Narjis Zizi Dadi, agente del Banco Mediolanum y presentadora del acto, marcó el ritmo para que todas las fases se cumplieran con escrupulosa puntualidad. Lo hizo con decisión tras el saludo protocolario y sonriente del cónsul general de Marruecos en la Comunitat Valenciana, Said Drissi, y de su esposa, a cada invitado en la entrada después caminar unos metros por la alfombra roja aposentada en la recepción y registrarse.
Así hasta 270 veces, que fue el número aproximado de asistentes a una velada que, en la práctica, constituye una presentación social -o, mejor, un recordatorio, porque la vecindad de Marruecos ya implica un conocimiento, mayor o menor-del país que limita con España por el sur y al que solo separa un estrecho y un mar con larga historia, el Mediterráneo.
Drissi ha logrado, en su periodo de estancia en Valencia y a base de desarrollar un acerado don de la ubicuidad, que su figura y su consulado se hayan asentado como participante habitual en la vida social de la ciudad. De esta forma incrementa la representación de un colectivo de alrededor de cien mil personas, que es el configurado por la población marroquí en la Comunitat Valenciana.

El cónsul general abrió, después de un cóctel trufado de té dulce y pasteles de pistacho, miel o almendra y tras escuchar el himno regional y los nacionales español y marroquí, el acto de este jueves 30 de julio con un discurso en el que desgranó la “solida amistad, basada en la cooperación y prosperidad, entre España y Marruecos”. Lo escuchaban colegas suyos de otros países como Ecuador, Honduras, Uruguay, Estados Unidos, República Dominicana, Francia, México, Suecia o Austria.
También el secretario autonómico de Industria, Felipe Carrasco, o la directora general de la Comunitat Valenciana para la Unión Europea, Raquel Aguado, y un nutrido grupo de mandos del Ejército y policiales. Igualmente, compartían espacio numerosos representantes de entidades que, sin ser citados, dejaban constancia de su asistencia por su participación y por su aportación social en Valencia.

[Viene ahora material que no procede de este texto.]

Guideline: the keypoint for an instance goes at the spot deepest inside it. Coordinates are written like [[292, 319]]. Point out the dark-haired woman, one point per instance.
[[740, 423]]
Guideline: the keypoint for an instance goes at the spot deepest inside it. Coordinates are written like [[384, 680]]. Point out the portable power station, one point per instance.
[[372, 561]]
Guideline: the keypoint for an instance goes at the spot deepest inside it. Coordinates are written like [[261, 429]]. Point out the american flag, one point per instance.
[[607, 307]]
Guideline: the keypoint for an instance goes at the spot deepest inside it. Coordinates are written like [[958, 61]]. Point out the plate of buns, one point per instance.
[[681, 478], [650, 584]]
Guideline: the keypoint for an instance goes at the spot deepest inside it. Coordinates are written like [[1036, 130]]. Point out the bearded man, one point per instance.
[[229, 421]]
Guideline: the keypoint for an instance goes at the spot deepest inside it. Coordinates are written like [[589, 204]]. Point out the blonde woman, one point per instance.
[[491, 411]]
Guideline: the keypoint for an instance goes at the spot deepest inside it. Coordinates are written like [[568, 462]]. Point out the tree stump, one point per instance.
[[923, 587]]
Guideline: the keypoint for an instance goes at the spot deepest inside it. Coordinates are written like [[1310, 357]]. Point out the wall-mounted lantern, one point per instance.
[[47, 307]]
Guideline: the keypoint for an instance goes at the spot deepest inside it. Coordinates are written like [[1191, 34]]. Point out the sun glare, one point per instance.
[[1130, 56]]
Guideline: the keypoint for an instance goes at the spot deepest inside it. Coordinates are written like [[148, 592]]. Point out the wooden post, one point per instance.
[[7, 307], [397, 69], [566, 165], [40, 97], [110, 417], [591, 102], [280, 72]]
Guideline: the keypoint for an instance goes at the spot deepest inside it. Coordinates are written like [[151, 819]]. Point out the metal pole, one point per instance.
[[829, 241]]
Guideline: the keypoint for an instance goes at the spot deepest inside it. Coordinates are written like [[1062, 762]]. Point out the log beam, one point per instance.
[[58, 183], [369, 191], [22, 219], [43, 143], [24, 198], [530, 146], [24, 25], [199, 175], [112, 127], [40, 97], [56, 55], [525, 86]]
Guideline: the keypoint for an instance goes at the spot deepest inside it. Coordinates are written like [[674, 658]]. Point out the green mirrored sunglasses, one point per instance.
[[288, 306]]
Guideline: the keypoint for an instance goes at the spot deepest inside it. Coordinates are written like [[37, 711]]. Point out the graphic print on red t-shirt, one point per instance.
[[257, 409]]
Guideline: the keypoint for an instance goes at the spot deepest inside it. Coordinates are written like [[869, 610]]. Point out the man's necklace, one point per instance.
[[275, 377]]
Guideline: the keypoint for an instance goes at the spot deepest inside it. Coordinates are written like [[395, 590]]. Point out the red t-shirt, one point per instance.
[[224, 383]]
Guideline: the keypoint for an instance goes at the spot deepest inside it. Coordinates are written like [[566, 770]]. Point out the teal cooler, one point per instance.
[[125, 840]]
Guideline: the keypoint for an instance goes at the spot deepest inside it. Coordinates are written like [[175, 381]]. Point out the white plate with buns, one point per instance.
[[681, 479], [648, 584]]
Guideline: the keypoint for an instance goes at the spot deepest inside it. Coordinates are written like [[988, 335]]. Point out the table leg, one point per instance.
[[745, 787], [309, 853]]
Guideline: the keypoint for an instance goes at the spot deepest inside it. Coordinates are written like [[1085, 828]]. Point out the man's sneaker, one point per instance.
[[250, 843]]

En este elenco resaltaban el presidente de la Academia Internacional de Ciencias, Artes, Tecnología y Humanidades (AICTEH), el doctor José Hoyo; junto a su jefe de protocolo, el filipino Jason Godoy; la presidenta del Rotary Club Valencia, Isabel Cervelló; la nueva presidenta de la asociación de preservación de cascos históricos Archival, Carmen Lliso; el internacional pintor Antonio Camaró y su familia; el famoso doctor Pedro Cavadas; el catedrático de Historia Medieval de la Universidad de Alicante Juan Antonio Barrio; el delegado en Valencia de la Hermandad Nacional Monárquica de España, Pablo Carreres, con su mujer, María Jesús Seguí; la veterana periodista irlandesa Patricia Murray; la optometrista Esther Santilla; la presidenta del Camino del Santo Grial, Ana Mafé…. y un largo etcétera.
Todos atendieron las palabras de Said Drissi resaltando “los puentes entre la Comunitat Valenciana y Marruecos”, que se amplían con las nuevas conexiones aéreas Valencia-Rabat y Alicante-Casablanca. Posteriormente también vieron cómo subían a la tarima los antes citados Felipe Carrasco y Raquel Aguado, además del presidente de la Cámara de Comercio de Valencia, José Vicente Morata, con discursos siguiendo esa línea de “amistad”, y después, el breve recital de poesía bajo el título ‘Dos reinos, un mismo latido’.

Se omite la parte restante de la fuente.